Ilhéus: Bebeto Galvão bateu forte em Marão: “”o inadimplente da palavra não sou eu”

 

Bebeto


Segundo o site “O tabuleiro“, o Vice-prefeito e pré-candidato à prefeitura de Ilhéus pelo PSB, Bebeto Galvão, participou do programa O Tabuleiro, da Ilhéus FM, nesta sexta-feira (12). Durante a entrevista, o comunicador Vila Nova falou da escolha de Mário Alexandre em apoiar o secretário municipal de gestão Bento Lima, como pré-candidato a prefeito nas eleições municipais, depois de um possível compromisso firmado em 2020 pelo prefeito, de que apoiaria Bebeto.
Vila perguntou como ele vai conduzir a partir de agora sua pré-candidatura. Bebeto declarou “O inadimplente da palavra não sou eu. Problema de caráter não está comigo. Está com o outro”, declarou. Bebeto explicou como ocorreu a escolha do nome dele em 2020, para ser vice de Marão. “Eu sempre fiz política independente de estar vinculado a um projeto de Mário.


 As circunstâncias políticas de 2020, que nos conduziram a uma aliança, foram necessárias naquele momento para manter a cidade e a gestão pública de Ilhéus na base do governo do estado. Mário estava num isolamento político muito grande em 2020, e nenhum partido desejava encostar nele.

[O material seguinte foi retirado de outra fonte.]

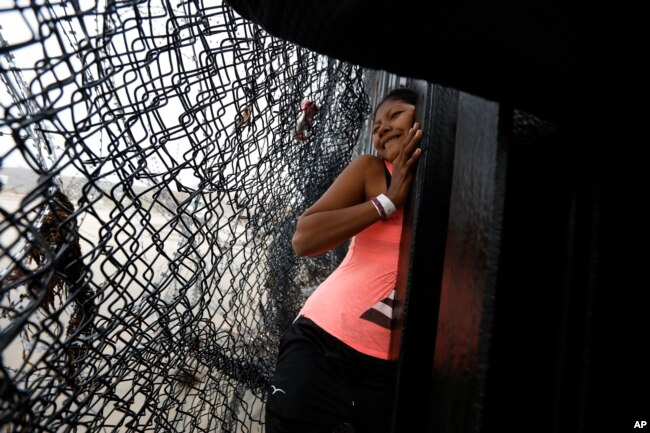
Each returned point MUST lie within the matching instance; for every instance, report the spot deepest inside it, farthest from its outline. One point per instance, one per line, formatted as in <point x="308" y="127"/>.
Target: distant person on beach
<point x="333" y="371"/>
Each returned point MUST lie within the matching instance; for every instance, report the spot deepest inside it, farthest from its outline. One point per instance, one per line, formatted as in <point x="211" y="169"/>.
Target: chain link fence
<point x="154" y="157"/>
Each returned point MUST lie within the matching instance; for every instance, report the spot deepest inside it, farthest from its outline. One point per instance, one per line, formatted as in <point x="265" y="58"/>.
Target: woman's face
<point x="393" y="120"/>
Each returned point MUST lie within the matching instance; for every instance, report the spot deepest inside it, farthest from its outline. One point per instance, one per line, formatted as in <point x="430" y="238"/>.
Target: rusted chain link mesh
<point x="154" y="157"/>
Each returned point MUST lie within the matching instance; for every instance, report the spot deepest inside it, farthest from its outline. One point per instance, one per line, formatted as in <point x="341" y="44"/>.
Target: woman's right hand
<point x="404" y="167"/>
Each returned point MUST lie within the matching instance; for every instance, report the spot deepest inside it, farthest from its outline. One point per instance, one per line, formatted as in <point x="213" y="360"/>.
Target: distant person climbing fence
<point x="154" y="158"/>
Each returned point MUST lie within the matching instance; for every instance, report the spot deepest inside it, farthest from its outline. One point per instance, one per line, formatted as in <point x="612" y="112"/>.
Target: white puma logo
<point x="277" y="390"/>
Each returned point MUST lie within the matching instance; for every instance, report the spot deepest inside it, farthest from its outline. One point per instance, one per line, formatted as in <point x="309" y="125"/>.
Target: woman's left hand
<point x="404" y="167"/>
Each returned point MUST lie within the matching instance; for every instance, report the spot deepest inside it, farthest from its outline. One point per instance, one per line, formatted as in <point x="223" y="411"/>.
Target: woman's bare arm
<point x="341" y="212"/>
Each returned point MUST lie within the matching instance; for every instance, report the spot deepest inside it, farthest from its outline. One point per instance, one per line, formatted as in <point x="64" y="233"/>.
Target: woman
<point x="333" y="372"/>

Ele era tido como lepra naquele processo. Os dados das pesquisas eram os piores que ele ostentava. As indicações à reeleição dele eram 7%. Depois de um longo processo de debate interno com o PSB, nós tínhamos algumas alternativas na medida em que eu não seria candidato a prefeito. Nós optamos, após uma longa conversa, envolvendo inclusive Rui Costa e Jaques Wagner, e compreendendo que havia a possibilidade da própria oposição ganhar a eleição, de que era necessário o PSB ficar com o PSD e o PT ir para a base do PP”, contou.

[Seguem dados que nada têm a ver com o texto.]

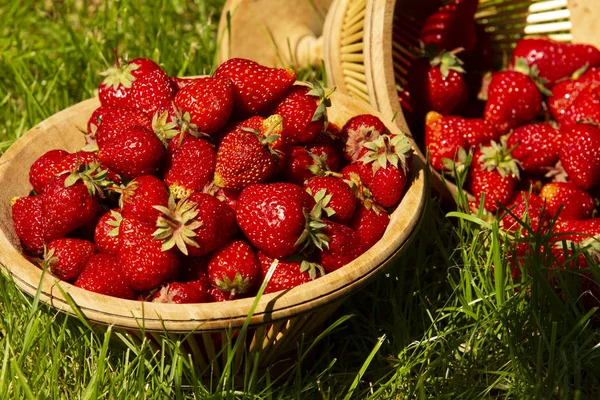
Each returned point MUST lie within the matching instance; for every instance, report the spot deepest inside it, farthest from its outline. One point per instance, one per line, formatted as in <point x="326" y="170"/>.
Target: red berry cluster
<point x="188" y="189"/>
<point x="530" y="127"/>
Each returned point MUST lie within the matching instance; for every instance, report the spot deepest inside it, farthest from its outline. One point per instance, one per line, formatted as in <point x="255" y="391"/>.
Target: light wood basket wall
<point x="370" y="44"/>
<point x="280" y="320"/>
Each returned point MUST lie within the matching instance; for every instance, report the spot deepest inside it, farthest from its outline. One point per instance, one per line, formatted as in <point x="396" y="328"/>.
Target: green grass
<point x="446" y="321"/>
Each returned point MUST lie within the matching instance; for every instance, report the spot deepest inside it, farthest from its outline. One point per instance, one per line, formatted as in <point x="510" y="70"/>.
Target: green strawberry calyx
<point x="176" y="225"/>
<point x="395" y="150"/>
<point x="237" y="285"/>
<point x="115" y="222"/>
<point x="448" y="61"/>
<point x="497" y="157"/>
<point x="324" y="101"/>
<point x="313" y="236"/>
<point x="119" y="75"/>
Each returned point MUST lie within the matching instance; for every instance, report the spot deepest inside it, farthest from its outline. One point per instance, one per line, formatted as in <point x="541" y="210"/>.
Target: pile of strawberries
<point x="531" y="127"/>
<point x="188" y="190"/>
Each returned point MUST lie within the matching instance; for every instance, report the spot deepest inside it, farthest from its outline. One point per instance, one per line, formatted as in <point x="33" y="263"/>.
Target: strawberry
<point x="140" y="196"/>
<point x="369" y="222"/>
<point x="386" y="161"/>
<point x="443" y="138"/>
<point x="45" y="167"/>
<point x="106" y="234"/>
<point x="275" y="217"/>
<point x="436" y="82"/>
<point x="209" y="102"/>
<point x="245" y="156"/>
<point x="579" y="155"/>
<point x="27" y="221"/>
<point x="575" y="203"/>
<point x="576" y="99"/>
<point x="139" y="84"/>
<point x="191" y="167"/>
<point x="304" y="111"/>
<point x="577" y="230"/>
<point x="66" y="257"/>
<point x="359" y="130"/>
<point x="555" y="60"/>
<point x="299" y="165"/>
<point x="136" y="151"/>
<point x="234" y="268"/>
<point x="494" y="173"/>
<point x="341" y="201"/>
<point x="197" y="225"/>
<point x="183" y="293"/>
<point x="103" y="274"/>
<point x="451" y="26"/>
<point x="256" y="88"/>
<point x="289" y="272"/>
<point x="342" y="248"/>
<point x="513" y="98"/>
<point x="68" y="202"/>
<point x="536" y="146"/>
<point x="145" y="264"/>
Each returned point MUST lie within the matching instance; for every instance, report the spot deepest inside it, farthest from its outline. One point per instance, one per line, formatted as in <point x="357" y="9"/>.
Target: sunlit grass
<point x="447" y="320"/>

Bebeto afirmou que seu nome era o único apontado nas pesquisas capaz de tirar Mário do isolamento político e eleitoral e dar tração eleitoral à campanha dele. “Mário ficou um dia inteiro me pedindo para ajudá-lo a sair do isolamento político e ganhar a eleição. Ao término do processo, faltando 30 minutos para a conclusão da convenção do PSB e PSD, nós chegamos a conclusão de que eu poderia ir para vice. E nós então fizemos um acordo. Ele disse ‘meu candidato será você’. Aqui ele não teve coragem de repetir o que disse pra mim. Na última reunião com a direção do partido, que ele chamou há uns 15 dias, eu disse a ele que ele foi à rádio dizer que não tinha esse compromisso, me tratando como mentiroso. Ele negou que tenha me tratado assim e ainda confirmou que tinha feito o acordo comigo. Eu tenho a plena convicção de que eu nunca empenhei uma palavra que eu não pudesse cumprir.


 Ilhéus sabe da minha conduta e do meu padrão ético. Ele próprio reconheceu e sabe e não teve coragem de enfrentar”, declarou.